I don't know why when I try to solve a Homogeneous differential equation my hp prime I get something like:

desolve((y') = ((y/x)+(x/y)),y) = [pnt[G_0*e^((1/2)*_(t38)^2),G_0*_(t38)*e^((1/2)*_(t38)^2)]]

the solution must be Y^2=X^2*LN(X^2)+C*X^2

anyone can help me? please.

[salvomic]

(03-03-2015 05:29 PM)ZellAllon Wrote:  Hello,

I don't know why when I try to solve a Homogeneous differential equation my hp prime I get something like:

desolve((y') = ((y/x)+(x/y)),y) = [pnt[G_0*e^((1/2)*_(t38)^2),G_0*_(t38)*e^((1/2)*_(t38)^2)]]

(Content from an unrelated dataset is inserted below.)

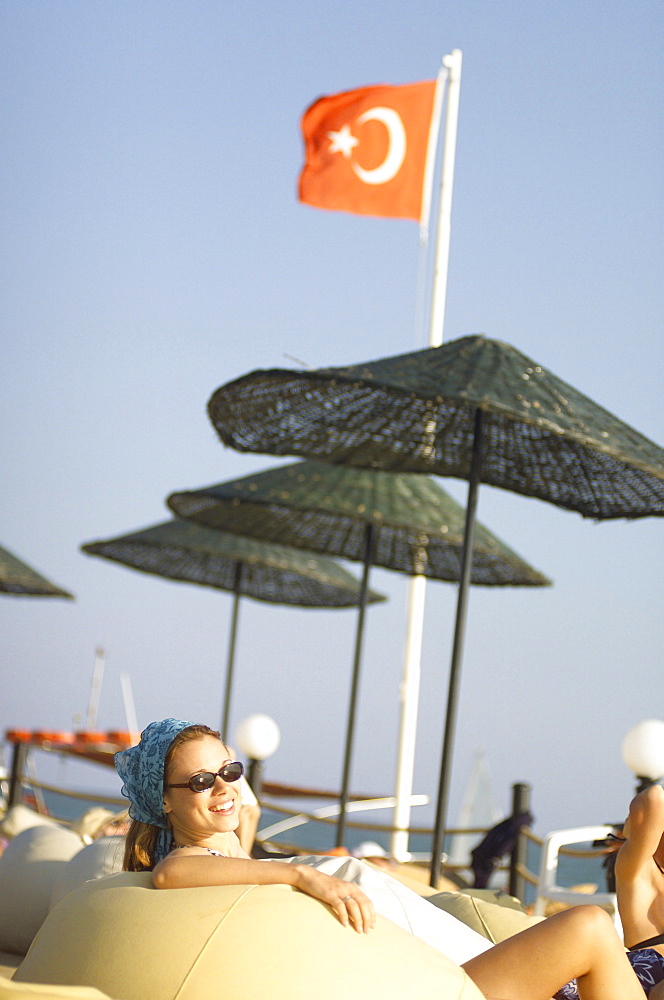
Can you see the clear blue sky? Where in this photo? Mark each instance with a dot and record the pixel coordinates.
(153, 248)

the solution must be Y^2=X^2*LN(X^2)+C*X^2

anyone can help me? please.

see here: Parisse replied to me few time ago...


the "strange" expression should be like
\[ y=c*e^{\frac{t^{2}}{2}} \ AND \ y=c*t*e^{\frac{t^{2}}{2}} \]

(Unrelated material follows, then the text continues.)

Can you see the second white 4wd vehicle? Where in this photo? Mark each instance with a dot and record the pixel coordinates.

G_0 ok for "c", but, yes, "_t38" is a bit bizzarre, and we are lucky that it is not "p38"

Note also that \( e^{\frac{t^{2}}{2}} \) is simply \( \sqrt{e^{t^{2}}} \) ...

[parisse]

You get parametric solutions currently. With Xcas current CAS version, you would get
[√2*x*√(ln(x/G_0)),-√2*x*√(ln(x/G_0))]

[ZellAllon]

(03-03-2015 06:59 PM)salvomic Wrote:  

(03-03-2015 05:29 PM)ZellAllon Wrote:  Hello,

I don't know why when I try to solve a Homogeneous differential equation my hp prime I get something like:

desolve((y') = ((y/x)+(x/y)),y) = [pnt[G_0*e^((1/2)*_(t38)^2),G_0*_(t38)*e^((1/2)*_(t38)^2)]]

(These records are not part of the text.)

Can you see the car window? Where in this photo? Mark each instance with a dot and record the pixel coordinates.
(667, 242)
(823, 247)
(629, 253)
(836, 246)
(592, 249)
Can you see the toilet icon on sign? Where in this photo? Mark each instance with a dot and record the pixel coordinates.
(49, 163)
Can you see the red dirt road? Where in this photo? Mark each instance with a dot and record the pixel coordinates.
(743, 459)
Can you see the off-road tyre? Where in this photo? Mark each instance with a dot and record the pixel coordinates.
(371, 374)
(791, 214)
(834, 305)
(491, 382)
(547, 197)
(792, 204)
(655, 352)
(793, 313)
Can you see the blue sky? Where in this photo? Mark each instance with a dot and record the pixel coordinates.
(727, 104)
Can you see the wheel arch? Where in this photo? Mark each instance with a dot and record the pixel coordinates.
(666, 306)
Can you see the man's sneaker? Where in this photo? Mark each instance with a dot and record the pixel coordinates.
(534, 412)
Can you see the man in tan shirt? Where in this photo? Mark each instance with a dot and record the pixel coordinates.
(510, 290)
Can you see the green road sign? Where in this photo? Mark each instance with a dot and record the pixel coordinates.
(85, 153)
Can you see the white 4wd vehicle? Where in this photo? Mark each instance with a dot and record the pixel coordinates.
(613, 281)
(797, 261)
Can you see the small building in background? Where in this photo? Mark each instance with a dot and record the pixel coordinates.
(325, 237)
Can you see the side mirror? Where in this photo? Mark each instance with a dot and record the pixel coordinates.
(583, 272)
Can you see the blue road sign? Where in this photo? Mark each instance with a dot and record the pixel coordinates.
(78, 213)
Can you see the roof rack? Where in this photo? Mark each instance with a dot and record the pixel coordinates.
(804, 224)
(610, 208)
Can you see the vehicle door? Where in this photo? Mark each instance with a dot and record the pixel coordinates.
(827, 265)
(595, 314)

the solution must be Y^2=X^2*LN(X^2)+C*X^2

anyone can help me? please.

see here: Parisse replied to me few time ago...


the "strange" expression should be like
\[ y=c*e^{\frac{t^{2}}{2}} \ AND \ y=c*t*e^{\frac{t^{2}}{2}} \]

G_0 ok for "c", but, yes, "_t38" is a bit bizzarre, and we are lucky that it is not "p38"

Note also that \( e^{\frac{t^{2}}{2}} \) is simply \( \sqrt{e^{t^{2}}} \) ...

ok, understood, thanks.But how can I take these parametric solutions and get y as a function of x?

[ZellAllon]

(03-04-2015 10:07 AM)parisse Wrote:  You get parametric solutions currently. With Xcas current CAS version, you would get
[√2*x*√(ln(x/G_0)),-√2*x*√(ln(x/G_0))]

Hello,

How do you get that solution? explain to me please!

[Tim Wessman]

(03-04-2015 05:44 PM)ZellAllon Wrote:  How do you get that solution? explain to me please!

That is the author of the CAS inside Prime. He is using the pc version (which is newer then the current version in Prime) and that result is returned. If/Until that code is put into the Prime firmware the calculator will continue to return the result you posted.